Esta descoberta sugere que não apenas os neurônios individuais estavam vivos, mas também que o conhecimento subjacente a alguns circuitos funcionais complexos estava intacto.
Para alcançar este avanço, a equipa de investigação alemã começou com fatias finas do hipocampo do rato, uma região importante para a memória.
O filme Alien envolve sono criogênico com consequências devastadoras. Ripley acorda 57 anos depois e descobre que sua filha envelheceu e morreu sem ela
Eles foram imersos em um potente coquetel de agentes crioprotetores (CPA) que foram introduzidos na etapa de prevenção de choque.
Depois de totalmente carregadas, as fatias são imersas em um cilindro de cobre resfriado por nitrogênio líquido. Neste estado, todo o movimento molecular é completamente interrompido por até uma semana.
O reaquecimento era tão importante quanto o congelamento. Para evitar a formação de gelo à medida que o tecido retornava ao estado líquido, as fatias foram aquecidas de forma incrivelmente rápida, a uma taxa de 80 °C (176 °F) por segundo em uma solução quente.
Depois de descongelado, o potente coquetel químico foi cuidadosamente lavado de forma a evitar que as células absorvessem água muito rapidamente e explodissem.
A equipe então tentou transformar o cérebro inteiro de um rato em um estado semelhante ao vidro. Uma barreira importante era a barreira hematoencefálica, o sistema de defesa natural do cérebro. Isso permite que a água passe facilmente, mas bloqueia moléculas maiores de CPA.
A solução dos pesquisadores foi perfundir alternadamente os vasos sanguíneos do cérebro com produtos químicos protetores e uma solução transportadora.
Este método carrega o tecido uniformemente sem causar desidratação catastrófica ou subsequente inchaço grave.
Após o reaquecimento, o tecido é testado através de uma bateria rigorosa para verificar se sobrevive.
Eles mediram o consumo de oxigênio para garantir que a central elétrica da célula, as mitocôndrias, ainda estivesse funcionando.
Eles usaram microscópios eletrônicos poderosos para verificar se as delicadas conexões entre os neurônios, chamadas sinapses, estavam intactas. E, o que é mais importante, inseriram pequenos eletrodos para estimular as células e ouvir as respostas.
Uma equipe de neurocientistas da Universidade de Erlangen-Nuremberg, na Alemanha, congelou tecido cerebral usando uma técnica conhecida como vitrificação (imagem de estoque).
No tecido normal (preto) e no tecido exposto apenas a produtos químicos protetores, mas não congelado (azul), as respostas se fortaleceram a cada pulso, um sinal de plasticidade saudável a curto prazo. Mas em tecidos que passam por um processo completo de congelamento e descongelamento (vermelho), essa potencialização é silenciada. Isso garante que a mudança venha da vitrificação e não apenas da exposição química
Notavelmente, não só os neurónios individuais podiam disparar em resposta ao estímulo, mas os circuitos complexos subjacentes à aprendizagem e à memória ainda funcionavam.
As observações foram limitadas a algumas horas, porque as fatias cerebrais encolhem naturalmente após o descongelamento, e o trabalho foi feito em seções finas de tecido, e não em cérebros vivos inteiros.

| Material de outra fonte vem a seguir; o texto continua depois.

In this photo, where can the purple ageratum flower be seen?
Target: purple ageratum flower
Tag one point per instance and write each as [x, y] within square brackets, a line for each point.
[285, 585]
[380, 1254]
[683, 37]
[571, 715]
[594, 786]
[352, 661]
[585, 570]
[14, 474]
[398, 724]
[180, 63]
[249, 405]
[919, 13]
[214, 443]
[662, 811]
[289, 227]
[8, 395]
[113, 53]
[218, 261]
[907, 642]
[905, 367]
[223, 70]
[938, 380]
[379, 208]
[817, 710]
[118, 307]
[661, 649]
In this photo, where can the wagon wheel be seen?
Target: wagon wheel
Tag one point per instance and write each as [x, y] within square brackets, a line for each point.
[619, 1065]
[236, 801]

Mritunjay Kothari, um engenheiro mecânico especializado em criobiologia, disse à Nature: “É um progresso como este que lentamente transforma a ficção científica em possibilidade científica”.
No entanto, acrescentou que aplicações como o armazenamento a longo prazo de grandes órgãos ou mamíferos estão “muito além das capacidades do estudo”.

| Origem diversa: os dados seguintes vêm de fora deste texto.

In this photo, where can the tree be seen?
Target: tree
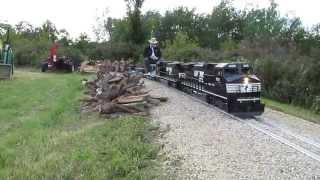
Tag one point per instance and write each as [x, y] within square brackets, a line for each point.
[136, 34]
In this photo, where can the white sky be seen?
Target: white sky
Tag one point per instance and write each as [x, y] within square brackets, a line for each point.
[79, 15]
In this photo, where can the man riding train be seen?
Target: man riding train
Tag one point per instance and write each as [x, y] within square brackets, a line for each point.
[152, 55]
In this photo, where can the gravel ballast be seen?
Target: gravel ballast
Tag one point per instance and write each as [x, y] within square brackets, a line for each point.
[200, 142]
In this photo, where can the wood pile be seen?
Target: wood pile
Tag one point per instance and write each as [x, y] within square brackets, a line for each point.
[117, 91]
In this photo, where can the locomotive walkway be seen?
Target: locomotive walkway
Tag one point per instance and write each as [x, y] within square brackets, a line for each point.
[202, 142]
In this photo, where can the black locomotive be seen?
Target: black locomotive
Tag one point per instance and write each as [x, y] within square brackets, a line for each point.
[230, 86]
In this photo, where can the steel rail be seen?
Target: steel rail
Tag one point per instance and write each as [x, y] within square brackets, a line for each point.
[264, 131]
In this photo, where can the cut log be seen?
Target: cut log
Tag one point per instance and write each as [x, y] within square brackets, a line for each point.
[130, 99]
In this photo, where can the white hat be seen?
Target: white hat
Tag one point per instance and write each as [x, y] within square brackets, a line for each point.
[153, 41]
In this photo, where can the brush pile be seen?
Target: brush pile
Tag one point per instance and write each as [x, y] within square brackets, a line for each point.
[117, 91]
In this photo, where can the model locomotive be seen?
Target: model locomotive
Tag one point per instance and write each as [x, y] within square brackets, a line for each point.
[230, 86]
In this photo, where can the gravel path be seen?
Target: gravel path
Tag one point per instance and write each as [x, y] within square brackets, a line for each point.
[202, 143]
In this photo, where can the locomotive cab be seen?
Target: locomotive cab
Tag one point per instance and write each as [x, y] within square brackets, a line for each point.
[241, 87]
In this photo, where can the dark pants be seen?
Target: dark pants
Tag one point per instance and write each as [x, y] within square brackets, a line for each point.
[148, 62]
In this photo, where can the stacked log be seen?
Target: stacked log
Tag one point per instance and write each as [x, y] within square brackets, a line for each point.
[115, 90]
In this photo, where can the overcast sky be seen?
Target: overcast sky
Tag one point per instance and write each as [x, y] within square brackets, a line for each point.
[79, 15]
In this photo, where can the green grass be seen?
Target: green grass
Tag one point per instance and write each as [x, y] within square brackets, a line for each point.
[43, 135]
[293, 110]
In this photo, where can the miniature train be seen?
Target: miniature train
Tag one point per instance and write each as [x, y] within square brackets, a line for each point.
[229, 86]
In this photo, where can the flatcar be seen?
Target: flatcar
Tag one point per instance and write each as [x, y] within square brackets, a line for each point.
[230, 86]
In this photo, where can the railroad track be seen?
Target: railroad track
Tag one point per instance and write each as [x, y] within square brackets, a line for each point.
[295, 141]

No entanto, as implicações para a saúde e os medicamentos são significativas. Esta pesquisa abre novos caminhos para proteger o cérebro após lesões graves ou durante doenças, onde a indução de um estado protetor e suspenso pode ganhar um tempo valioso para o tratamento.
Sugere também que os investigadores poderiam potencialmente permitir o armazenamento a longo prazo de cérebros de dadores para investigação ou, mais realisticamente, para outros órgãos críticos para transplante.
Este estudo fornece a evidência mais forte até agora de que a sua ciência básica pode estar a ser construída lentamente.